Hamza Hraoui est Franco-  Marocain. Le détail  est important: les élections  présidentielles françaises,  dont le deuxième  tour est prévu le 7 mai 2017, il ne les  suit pas comme n’importe quel autre  Marocain du Maroc. Et même plus: il  est le référent national du mouvement  En marche! (EM!), sous la bannière  duquel l’ancien ministre de l’Économie  français Emmanuel Macron brigue la  magistrature suprême de son pays. “A  un moment où je voulais m’engager en  politique mais où aucun parti n’avait  grâce à mes yeux, EM! a été pour moi  une révélation, nous explique l’intéressé.  Le mouvement amenait une  fraîcheur nouvelle et une offre inédite  sur l’arène politique, même si quand on  y repense, les résultats obtenus en à  peine un an d’existence surprennent à  plus d’un titre.”

Fraîcheur nouvelle
Créé en avril 2016 seulement, EM!  s’apprête en effet à porter M. Macron  à la présidence de la République  française.

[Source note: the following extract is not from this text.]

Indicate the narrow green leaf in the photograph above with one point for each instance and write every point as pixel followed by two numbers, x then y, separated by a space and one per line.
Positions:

Ses chances sont, pour le  moins, importantes. Au premier tour  des élections, le dimanche 23 avril  2017, M. Macron est arrivé premier  avec 8.657.326 voix, soit 24,01%  des suffrages exprimés. Sa première  poursuivante, Marine Le Pen, qui doit  l’affronter au second tour sous les couleurs  du parti d’extrême droite du Front  national (FN), arrive derrière avec près  d’un million de voix de différence. Le  premier sondage réalisé le surlendemain  du premier tour par l’Institut  français d’opinion publique (IFOP) et  le groupe Fiducial donne d’ailleurs M.  Macron largement gagnant (22 points  d’avance).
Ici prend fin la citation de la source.